第5話


 殺してる?


 彼女の足元を見ると、氷の針のようなものが突き刺さった蟻が連なっていた。


 なにこの死の道。


 これはシェリーシャちゃんがしたことなのか。唖然としていると、近くにあった蟻の巣穴から、蟻が這い出てきた。すぐに氷が割れるような音が響いて、地面から突出した氷の針が

蟻に突き刺さる。


 シェリーシャちゃんは明らかに死んでいるであろう蟻をじっと見ている。


「な、なんで、殺したの、虫嫌い?」


 虫が嫌いなのだろうか。問いかけるとシェリーシャちゃんは無言で首を横に振った。「ん」じゃなかった。


「好き、だから」

「好きすぎて殺しちゃったかぁ……」

「……」


 シェリーシャちゃんがまた首を横に振る。


「殺すの好き」

「なるほど殺すのが好きかぁ」


 どうしようか。この子の殺意の衝動。奴隷商人の罪は重い。


「これ、置いてきましょう。危ない、危なすぎる‼」


 カーネスが顔を青くする。カーネスもカーネスで危ない。危ない人間しかいない。危険人物人口密度が高すぎる。


「こういうの前から興味あったの?」

「店長そんな素人モノの導入みたいな質問してないで置いて行きましょうよ‼ 騎士団に引き渡しましょう」

「引き渡すわけにはいかないよ、っていうかいかなくなっちゃったよ」


 危険思想を持った子供を対象として、犯罪の抑止力の研究が実施されるかもしれない。


 姉が言っていたことだ。姉は「倫理的に問題がある」と懐疑的な立場だったけど、ここ最近新聞で、研究が始まっているとの記事があった。さらに、「危ない子供だから」という理由で、研究者から迫害される事例もあり、現在政治の場で活発な議論が行われている、とのことだった。
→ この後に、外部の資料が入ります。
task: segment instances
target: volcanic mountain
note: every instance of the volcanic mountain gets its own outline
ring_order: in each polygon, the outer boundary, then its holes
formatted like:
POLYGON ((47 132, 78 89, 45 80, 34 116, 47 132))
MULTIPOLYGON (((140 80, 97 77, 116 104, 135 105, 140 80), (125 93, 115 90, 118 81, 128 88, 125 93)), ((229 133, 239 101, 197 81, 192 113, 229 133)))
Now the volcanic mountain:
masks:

 つまりこの子は騎士団に預けると研究対象として扱われ、なおかつ迫害を受ける可能性がある。


 私は、魔力が一切ないと分かったとき、身体の隅々まで調べられた。皆悪意はなく、私の為、そしてこの世界の為に検査していたけど、楽しいことじゃない。


「……シェリーシャちゃん」

「……」

「お姉さんと一緒に行こうか」

「こういうの出来る?」


 彼女はそう言いながら蟻を殺す。カーネスは「血迷わないでください店長‼」と私にしがみついてくるけど、それを制止し私は頷く。


「大丈夫、出来るよ」



 謎の殺意衝動を持つシェリーシャちゃん。このまま騎士団に連れていくと研究をされてしまうだろう。一方で、彼女の殺意衝動をそのままにしていても、殺す対象が蟻から人間になるだけだ。


 生き物を殺すのが駄目な理由は、必然性がないに尽きる。理由なくしていいことは、楽に生きることくらいだ。


 ゆえに必然性のある殺生を探す。そう思った私は、シェリーシャちゃんを伴い海に向かった。


「じゃあシェリーシャちゃん、この絵のお魚だけ狙ってみよっか」


 私は絵本を広げ、シェリーシャちゃんに見せた。本には毒々しい色の魚が描かれている。いわゆる、外来種だ。


 外来種というのは外の世界からやってきた生き物で、種類によっては在来種を食べ尽くし、生態系を大きく崩してしまう。


 そしてこの海の場合、飼育目的で買った魚を、無責任な飼い主がここで逃がしたことで毒魚が大繁殖し、在来種が毒魚により圧倒され、漁に甚大な被害をもたらしていた。


 だから駆除が必要だけど、数も多く、国仕えの魔法士は災害や人間の犯罪者対応で手が回らない。


 ということでシェリーシャちゃんの殺意衝動を知った私は、殺意衝動の発散と外来種の駆除を一挙に行う作戦を実行した。


 シェリーシャちゃんは無言で海の毒魚を殺し始める。どうやら凍結魔法が得意らしい。氷柱で毒魚の脳天を突いて、殺し終えたら氷柱を溶かし、また魚を突いてを繰り返している。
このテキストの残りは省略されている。